We also thought that we could mitigate the impact on students assigned to highly impacted schools by providing more resources. We revised the funding formula to ensure that schools with high populations of low-income students or English Language Learners would receive more resources.
Twenty years later, the middle class has not returned and extra resources have done little to improve the outcomes for Denver’s students most in need. Neighborhood schools appear to be no more successful in educating minority children than they were in 1973 when the U.S. Supreme Court essentially outlawed them in DPS.
Of course, the district is not responsible for the city’s housing policy or where families choose to live. But, the reality of neighborhood segregation is not an excuse for a student assignment policy that relegates those needing the most help to the lowest-quality schools. Indeed, this was the excuse in the 1970’s that led to the ruling for the plaintiffs in the desegregation case. The policy is no more acceptable today than it was 50 years ago.
The district has already made some headway in addressing highly impacted schools by establishing enrollment zones that increase opportunities for voluntary integration. There is more that can be done. Here are some ideas worth considering:
1. As is done in some other cities, the choice process could be “controlled” by allocating a certain portion of the seats in each school to low-income students. Socio-economic integration is legal and can result in racial integration as well.
2. The Board could adopt a policy that prohibits adding new schools to its portfolio that enroll greater than or less than, say, 20 percent of the district average FRL. Education providers applying to operate a school in DPS should be required to balance their enrollments. And, when adding neighborhood schools because of growth, avoiding the creation of highly impacted schools should be a top priority.
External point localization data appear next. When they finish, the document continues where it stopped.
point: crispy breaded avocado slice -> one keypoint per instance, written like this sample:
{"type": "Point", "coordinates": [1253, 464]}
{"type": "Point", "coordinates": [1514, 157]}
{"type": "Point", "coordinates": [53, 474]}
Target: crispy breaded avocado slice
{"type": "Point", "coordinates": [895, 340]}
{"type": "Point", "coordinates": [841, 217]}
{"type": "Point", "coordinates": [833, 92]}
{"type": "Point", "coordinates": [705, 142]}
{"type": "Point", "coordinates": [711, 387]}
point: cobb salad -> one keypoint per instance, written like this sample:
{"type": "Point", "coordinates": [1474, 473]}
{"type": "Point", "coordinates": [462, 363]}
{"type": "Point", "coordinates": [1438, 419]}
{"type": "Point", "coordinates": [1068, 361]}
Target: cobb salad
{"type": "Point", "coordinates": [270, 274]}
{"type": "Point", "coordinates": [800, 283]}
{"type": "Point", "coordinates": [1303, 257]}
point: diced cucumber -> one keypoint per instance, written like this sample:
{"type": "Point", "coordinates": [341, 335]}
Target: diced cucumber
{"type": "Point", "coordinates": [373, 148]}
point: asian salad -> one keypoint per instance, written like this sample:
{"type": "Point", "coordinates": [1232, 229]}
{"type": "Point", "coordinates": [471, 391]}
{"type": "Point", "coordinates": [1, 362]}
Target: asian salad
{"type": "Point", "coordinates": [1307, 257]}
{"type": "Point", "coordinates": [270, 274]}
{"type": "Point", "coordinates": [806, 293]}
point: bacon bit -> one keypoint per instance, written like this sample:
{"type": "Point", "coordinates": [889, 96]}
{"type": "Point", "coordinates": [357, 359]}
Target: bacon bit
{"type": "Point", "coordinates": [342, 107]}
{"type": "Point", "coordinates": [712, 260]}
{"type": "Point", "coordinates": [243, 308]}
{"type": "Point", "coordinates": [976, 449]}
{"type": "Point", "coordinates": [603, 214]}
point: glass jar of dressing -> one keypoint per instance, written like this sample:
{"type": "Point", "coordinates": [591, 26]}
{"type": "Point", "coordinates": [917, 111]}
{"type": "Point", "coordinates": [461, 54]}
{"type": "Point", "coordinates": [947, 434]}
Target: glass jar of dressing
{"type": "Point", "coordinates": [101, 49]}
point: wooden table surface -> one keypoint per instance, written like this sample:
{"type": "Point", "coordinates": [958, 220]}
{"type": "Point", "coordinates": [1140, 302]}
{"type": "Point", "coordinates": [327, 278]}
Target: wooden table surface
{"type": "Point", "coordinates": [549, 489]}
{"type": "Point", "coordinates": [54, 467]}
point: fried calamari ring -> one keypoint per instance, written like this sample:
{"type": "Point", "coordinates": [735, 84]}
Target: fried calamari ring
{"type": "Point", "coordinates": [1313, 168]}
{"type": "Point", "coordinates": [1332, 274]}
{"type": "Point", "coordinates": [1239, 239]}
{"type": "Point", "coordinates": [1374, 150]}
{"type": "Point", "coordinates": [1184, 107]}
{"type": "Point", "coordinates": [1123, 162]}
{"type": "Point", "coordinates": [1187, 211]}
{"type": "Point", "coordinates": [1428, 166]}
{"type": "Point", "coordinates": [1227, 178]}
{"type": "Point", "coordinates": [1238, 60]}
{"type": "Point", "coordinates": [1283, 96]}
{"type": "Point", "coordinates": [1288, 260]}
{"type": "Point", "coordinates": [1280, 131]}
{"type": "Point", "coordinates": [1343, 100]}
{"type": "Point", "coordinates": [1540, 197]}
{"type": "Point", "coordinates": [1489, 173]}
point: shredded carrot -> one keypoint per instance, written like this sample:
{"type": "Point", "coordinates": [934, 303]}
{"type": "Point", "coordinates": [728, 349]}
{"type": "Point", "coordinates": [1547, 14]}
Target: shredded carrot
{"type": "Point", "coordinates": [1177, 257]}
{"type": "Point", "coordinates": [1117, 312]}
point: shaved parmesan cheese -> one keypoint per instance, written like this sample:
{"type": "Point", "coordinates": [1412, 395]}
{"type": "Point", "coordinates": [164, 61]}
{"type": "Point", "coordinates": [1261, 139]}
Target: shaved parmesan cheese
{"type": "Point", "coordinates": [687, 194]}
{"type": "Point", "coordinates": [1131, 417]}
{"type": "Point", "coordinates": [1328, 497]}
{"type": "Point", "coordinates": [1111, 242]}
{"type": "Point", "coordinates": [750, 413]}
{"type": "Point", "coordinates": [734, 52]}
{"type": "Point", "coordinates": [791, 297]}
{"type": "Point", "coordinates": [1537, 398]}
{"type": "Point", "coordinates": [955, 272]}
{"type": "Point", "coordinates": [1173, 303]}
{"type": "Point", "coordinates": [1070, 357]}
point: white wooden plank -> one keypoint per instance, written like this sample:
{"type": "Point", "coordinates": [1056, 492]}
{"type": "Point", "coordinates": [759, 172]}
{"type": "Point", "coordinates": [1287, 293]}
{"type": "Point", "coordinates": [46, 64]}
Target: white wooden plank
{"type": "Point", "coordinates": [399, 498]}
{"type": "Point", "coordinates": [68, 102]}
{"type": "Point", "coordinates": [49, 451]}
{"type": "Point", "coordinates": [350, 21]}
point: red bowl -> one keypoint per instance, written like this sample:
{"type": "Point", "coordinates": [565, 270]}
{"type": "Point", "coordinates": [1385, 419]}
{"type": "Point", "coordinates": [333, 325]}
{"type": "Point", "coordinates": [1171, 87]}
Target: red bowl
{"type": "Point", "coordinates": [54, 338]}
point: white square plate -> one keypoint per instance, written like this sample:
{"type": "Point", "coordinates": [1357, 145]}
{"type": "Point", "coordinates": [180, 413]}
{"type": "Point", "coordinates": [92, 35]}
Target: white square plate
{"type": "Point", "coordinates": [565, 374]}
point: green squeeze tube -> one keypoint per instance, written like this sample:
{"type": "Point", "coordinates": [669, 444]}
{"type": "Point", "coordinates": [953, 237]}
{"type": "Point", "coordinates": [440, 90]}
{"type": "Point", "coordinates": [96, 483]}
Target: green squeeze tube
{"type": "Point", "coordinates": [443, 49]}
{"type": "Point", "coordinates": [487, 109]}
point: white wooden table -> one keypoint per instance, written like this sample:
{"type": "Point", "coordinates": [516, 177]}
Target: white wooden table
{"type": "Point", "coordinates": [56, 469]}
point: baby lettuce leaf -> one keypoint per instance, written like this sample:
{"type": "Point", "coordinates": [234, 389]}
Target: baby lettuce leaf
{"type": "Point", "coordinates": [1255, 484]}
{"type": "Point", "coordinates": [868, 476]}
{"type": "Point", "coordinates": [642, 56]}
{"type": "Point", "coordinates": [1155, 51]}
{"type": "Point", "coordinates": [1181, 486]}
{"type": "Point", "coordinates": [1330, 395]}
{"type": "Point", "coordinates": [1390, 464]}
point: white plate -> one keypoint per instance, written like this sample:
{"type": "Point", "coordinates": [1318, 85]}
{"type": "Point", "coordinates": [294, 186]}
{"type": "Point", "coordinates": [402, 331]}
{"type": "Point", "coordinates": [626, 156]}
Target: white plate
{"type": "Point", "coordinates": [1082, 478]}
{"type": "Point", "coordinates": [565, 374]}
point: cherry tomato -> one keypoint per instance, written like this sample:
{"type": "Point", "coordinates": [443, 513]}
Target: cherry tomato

3. President Obama is offering $120 million in grant money for school districts that de-concentrate poverty in their schools. DPS should assemble a group of creative thinkers to develop a winning proposal.
4. Finally, those neighborhood schools that have remained in the two lowest categories on the School Performance Framework for 2 years in a row should be transitioned to one of the charter models proven to work for our most needy kids. No child should languish in a failing school longer than that.
Abandoning the neighborhood school concept may be a radical idea (and probably as unpopular today as it was in 1995). But, when it comes to closing the gap, it may be an idea whose time has come.